The Code Reviewer checks for missing @spec tags as part of architecture compliance.
Branch naming follows: feature/{issue-number}/{change-name} (e.g., feature/82/kanban-mvp).
All commits include (#issue-number). PR body starts with Closes #N.
Agent Personas
Each pipeline stage is handled by a named agent persona. These personas have Conduction company profiles and contribute visibly to the repository. See Agent Configuration for persona details.
Error Handling
| Scenario | Response |
|---|---|
| Build fails | Agent retries up to 3 times with different approaches |
| Quality tests fail | Builder fix-quality mode (sonnet, max 2 retries); escalates with needs-input label |
| Browser UI tests fail | Builder fix-browser mode (sonnet, max 2 retries); escalates with needs-input label |
| Review finds CRITICAL/WARNING | Builder fix mode (sonnet, max 3 retries); escalates with needs-input label if budget exhausted |
| Security vulnerability found in code | PR blocked; Builder attempts fix based on Security Reviewer's findings |
| Spec ambiguity | Agent flags the ambiguity as a PR comment; human resolves |
| Rate limit hit | Agent backs off and retries after cooldown |
| Container crash | Pipeline retries once, then logs the failure; card stays in current column |
| OAuth token expired | Token is refreshed before each container launch |
Concurrency
Multiple changes can be in-progress simultaneously.
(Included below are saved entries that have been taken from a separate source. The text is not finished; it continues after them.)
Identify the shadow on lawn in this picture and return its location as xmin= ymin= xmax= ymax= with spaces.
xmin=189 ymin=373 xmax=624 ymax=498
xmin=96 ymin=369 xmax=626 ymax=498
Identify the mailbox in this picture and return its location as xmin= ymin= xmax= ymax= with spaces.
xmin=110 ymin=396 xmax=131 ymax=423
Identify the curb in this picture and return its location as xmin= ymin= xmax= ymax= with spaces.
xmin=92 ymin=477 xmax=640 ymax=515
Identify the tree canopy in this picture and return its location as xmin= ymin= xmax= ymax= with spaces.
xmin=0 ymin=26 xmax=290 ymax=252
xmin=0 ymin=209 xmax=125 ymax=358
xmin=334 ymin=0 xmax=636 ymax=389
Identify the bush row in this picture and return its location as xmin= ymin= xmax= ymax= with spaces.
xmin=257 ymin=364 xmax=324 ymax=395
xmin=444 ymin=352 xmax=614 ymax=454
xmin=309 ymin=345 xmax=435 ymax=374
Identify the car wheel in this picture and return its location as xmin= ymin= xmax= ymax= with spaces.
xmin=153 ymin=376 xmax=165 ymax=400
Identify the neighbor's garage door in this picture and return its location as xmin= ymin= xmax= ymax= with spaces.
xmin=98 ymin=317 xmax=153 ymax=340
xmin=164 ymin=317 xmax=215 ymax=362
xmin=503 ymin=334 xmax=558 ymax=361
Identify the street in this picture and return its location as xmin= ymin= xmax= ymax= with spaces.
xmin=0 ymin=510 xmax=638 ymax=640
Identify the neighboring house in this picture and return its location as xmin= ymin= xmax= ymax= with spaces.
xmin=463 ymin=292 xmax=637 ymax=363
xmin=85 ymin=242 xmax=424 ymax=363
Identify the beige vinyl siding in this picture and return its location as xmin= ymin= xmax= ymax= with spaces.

Each change operates on its own branch and its own board card. Concurrent pipeline isolation is achieved through issue-based temp directories (/tmp/hydra-{issue-number}/). Agents must:
- Use git worktrees for parallel same-repo work
- Not modify shared configuration without coordination
- Detect and flag merge conflicts early
Implementation Status
The following stages are fully implemented in the current pipeline:
| Stage | Status | Notes |
|---|---|---|
| 1. Specs (Input) | Implemented | Builder reads tasks.md; spec path auto-detected from issue body |
| 2. Apply (Build) | Implemented | Feature branch creation, code implementation (opus), early branch push |
| 3. Automated Quality Tests | Implemented | scripts/run-quality.sh — all checks inside Docker php:X.Y-cli; --keep-server flag |
| 3a. Fix Quality | Implemented | Builder fix-quality mode (sonnet, max 2 retries) |
| 3b. Browser UI Tests | Implemented | scripts/run-browser-tests.sh — Playwright MCP on host; structured verdict JSON |
| 3c. Fix Browser | Implemented | Builder fix-browser mode (sonnet, max 2 retries) |
| 4. Archive | Implemented | Draft PR creation with structured description |
| 5. Code Review | Implemented | Parallel with Security (sonnet); posts CRITICAL/WARNING/SUGGESTION |
| 6. Security | Implemented | Parallel with Code Review (sonnet); Semgrep + Gitleaks + Trivy |
| 6a. Fix Review Findings | Implemented | Builder fix mode (sonnet, max 3 retries); escalates with needs-input label |
| 7. PR Assigned | Implemented | Human gate — manual review required |
| 8. Merge | Manual | Auto-merge intentionally disabled -- humans must review and merge |
Additional implemented features:
- Parallel reviewer execution — Code Review and Security Review run simultaneously (halves wall time)
- Browser UI testing — Playwright MCP on host with pre-extracted acceptance criteria; structured CRITICAL/WARNING verdicts
- Board card auto-movement — via GitHub Projects v2 API (
docs/templates/hydra-board-sync.yml) - Findings as separate issues — WARNING-level findings create standalone
finding-labelled issues - Pipeline status comment —
scripts/lib/pipeline-comment.shposts progress updates on the issue - Retry on container crash — 1 automatic retry before escalation
- OAuth token refresh — token refreshed before each container launch
- Round-based verdict pairing — marker comments track which review round each fix addresses
- Structured log aggregation — logs written to
logs/pipeline-{timestamp}/ - Poll mode —
--pollflag for continuous board monitoring - Multi-repo spec support —
--spec-repoflag for specs in a different repository - Concurrent pipeline isolation — issue-based temp directories for parallel runs
Open Questions
- Should agents be able to split a spec into multiple PRs if it's too large?
- How do we handle cross-app changes that span multiple repositories?